What is Life? (title page)In the history of science, are a number of famous publications instrumental in the development of chemistry, thermodynamics, human chemistry, and human thermodynamics, including:

  1. Opticks (1704) by Isaac Newton – seeded the logic of the affinity table.
  2. A Dissertation on Elective Attractions (1775) by Torbern Bergman – most influential textbook on the theory of chemical affinity.
  3. Elements of Chemistry (1787) by Antoine Lavoisier – introduced the chemists to caloric theory.
  4. Elective Affinities (1809) by Johann von Goethe – founding book of human chemistry.
  5. On the Motive Power of Fire (1824) by Sadi Carnot – outlined the basic laws of the generalized heat engine.
  6. Mechanical Theory of Heat (1865) by Rudolf Clausius – unified the newly forming science of energy and entropy.
  7. On the Equilibrium of Heterogeneous Substances (1876) by Willard Gibbs – founded the science of chemical thermodynamics.
  8. Thermodynamics and the Free Energy of Chemical Substances (1923) by Gilbert Lewis and Merle Randall – distilled Gibbs' Equilibrium down into a easier and more applicable language that chemists could understand.
  9. Modern Thermodynamics by the Methods of Willard Gibbs (1933) by Edward Guggenheim – is one of the two founding books, along with Lewis and Randall's Thermodynamics, of modern chemical thermodynamics.
  10. The Next Million Years (1952) by C.G. Darwin – the first book to use the terms "human molecule" and "human thermodynamics" in one theory.
  11. On the Thermodynamics of Biological Evolution (1978) by Georgi Gladyshev – first unified Gibbsian-based theory of evolution.

Among others. Short articles on selections of these publications are listed in the “Wiki pages” file subsection (adjacent) to this header page.
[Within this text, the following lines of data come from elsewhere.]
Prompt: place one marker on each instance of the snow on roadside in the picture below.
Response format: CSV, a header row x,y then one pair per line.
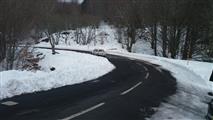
x,y
71,68
189,103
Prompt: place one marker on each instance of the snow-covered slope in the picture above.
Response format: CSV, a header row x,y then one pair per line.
x,y
69,68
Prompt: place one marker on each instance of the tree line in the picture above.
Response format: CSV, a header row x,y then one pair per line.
x,y
181,28
24,19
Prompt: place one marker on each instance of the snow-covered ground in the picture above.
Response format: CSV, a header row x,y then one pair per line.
x,y
71,68
189,103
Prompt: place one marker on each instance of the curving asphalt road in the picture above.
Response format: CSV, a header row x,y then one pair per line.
x,y
130,92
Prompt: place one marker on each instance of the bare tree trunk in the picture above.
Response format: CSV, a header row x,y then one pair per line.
x,y
154,38
186,44
165,40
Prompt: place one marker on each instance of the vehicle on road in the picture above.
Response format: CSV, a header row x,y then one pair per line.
x,y
99,52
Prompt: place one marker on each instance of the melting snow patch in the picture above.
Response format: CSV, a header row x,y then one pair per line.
x,y
70,68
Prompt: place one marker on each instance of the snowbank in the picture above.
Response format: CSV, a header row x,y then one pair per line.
x,y
71,68
189,103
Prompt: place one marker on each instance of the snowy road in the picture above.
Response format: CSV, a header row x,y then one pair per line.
x,y
132,91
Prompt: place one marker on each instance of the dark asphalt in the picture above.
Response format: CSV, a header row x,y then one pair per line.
x,y
66,101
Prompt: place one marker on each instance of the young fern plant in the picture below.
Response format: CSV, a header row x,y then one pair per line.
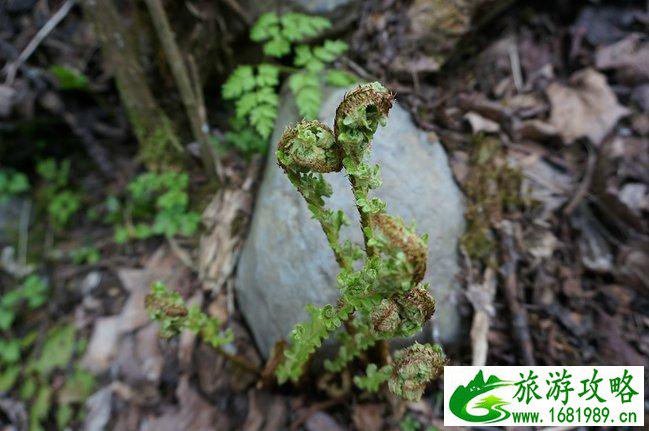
x,y
382,296
255,89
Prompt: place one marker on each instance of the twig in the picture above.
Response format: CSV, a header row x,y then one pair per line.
x,y
181,76
518,313
11,68
584,185
481,294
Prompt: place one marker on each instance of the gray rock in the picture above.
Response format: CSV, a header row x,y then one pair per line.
x,y
286,262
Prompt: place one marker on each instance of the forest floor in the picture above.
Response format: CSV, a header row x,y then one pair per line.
x,y
544,115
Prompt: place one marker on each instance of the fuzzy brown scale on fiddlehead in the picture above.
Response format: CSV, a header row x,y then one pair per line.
x,y
359,115
417,305
385,317
403,238
413,368
309,146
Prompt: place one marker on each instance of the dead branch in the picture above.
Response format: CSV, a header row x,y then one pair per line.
x,y
518,313
12,68
188,93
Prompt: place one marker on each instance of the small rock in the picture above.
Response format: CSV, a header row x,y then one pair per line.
x,y
286,262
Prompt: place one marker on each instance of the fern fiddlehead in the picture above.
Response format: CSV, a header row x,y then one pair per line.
x,y
384,298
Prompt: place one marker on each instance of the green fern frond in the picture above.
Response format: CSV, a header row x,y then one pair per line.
x,y
267,75
297,27
278,33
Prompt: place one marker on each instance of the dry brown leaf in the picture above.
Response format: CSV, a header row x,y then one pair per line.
x,y
102,347
225,219
536,130
587,107
193,413
481,295
107,334
266,412
479,123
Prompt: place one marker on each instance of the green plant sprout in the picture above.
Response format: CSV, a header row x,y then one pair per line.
x,y
30,364
61,201
255,89
12,183
168,309
158,205
382,298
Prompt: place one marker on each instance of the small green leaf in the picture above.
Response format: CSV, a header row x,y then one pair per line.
x,y
57,350
69,78
266,26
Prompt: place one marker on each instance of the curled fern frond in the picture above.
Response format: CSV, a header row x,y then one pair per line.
x,y
362,110
401,237
418,305
413,368
385,317
168,308
374,377
309,146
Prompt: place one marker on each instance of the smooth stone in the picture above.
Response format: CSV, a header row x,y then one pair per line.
x,y
286,262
The 1923 textbook Thermodynamics and the Free Energy of Chemical Substances by American physical chemists Gilbert Lewis and Merle Randall, for instance, has been called "the world's most quoted scientific book" and in thermodynamics it is the certainly the most referenced. [1] Other famous publications having a direct bearing or influence on human thermodynamics are listed below:

Memoir on the Motive Power of Fire (1834) by Émile Clapeyron – introduced the physicists (particularly Clausius) to Carnot's On the Motive Power of Fire.
What is Life? (1944) by Erwin Schrödinger – introduced the lay audience to the idea that "life feeds on negative entropy".
Order Out of Chaos (1984) by Ilya Prigogine’s (his most-popular book) – introduced the world to “dissipative structure” theory.

In the physics community, the 1985 textbook Thermodynamics and an Introduction to Thermostatistics by American physicist Herbert Callen is very popular and is likely the most-referenced modern statistical thermodynamics book. [2]

References
1. (a) Angrist, Stanley W. and Helper, Loren G. (1967). Order and Chaos – Laws of Energy and Entropy, (pg. 27: "most quoted"). New York: Basic Books.
(b) The "most-referenced" book in the reference sections of all of the books in American chemical engineer Libb Thims' 200+ thermodynamics book collection is Lewis and Randall's Thermodynamics.
2. (a) Note: the popularity of the 1985 Herbert Callen textbook Thermodynamics and an Introduction to Thermostatistics, which the second edition to the 1960 textbook Thermodynamics: an Introduction to the Physical Theories of Equilibrium Thermostatics and Irreversible Thermodynamics, is due in large part to the popularity of Callen’s 1951 paper “Irreversibility and Generalized Noise”, written with Ted A. Welton, which by 1955 had become a “citation classic”, having been cited in over 370 publications.
(b) Staff writer. (1985). “This Week’s Citation Classic”, Current Contents, No. 1, Jan. 07.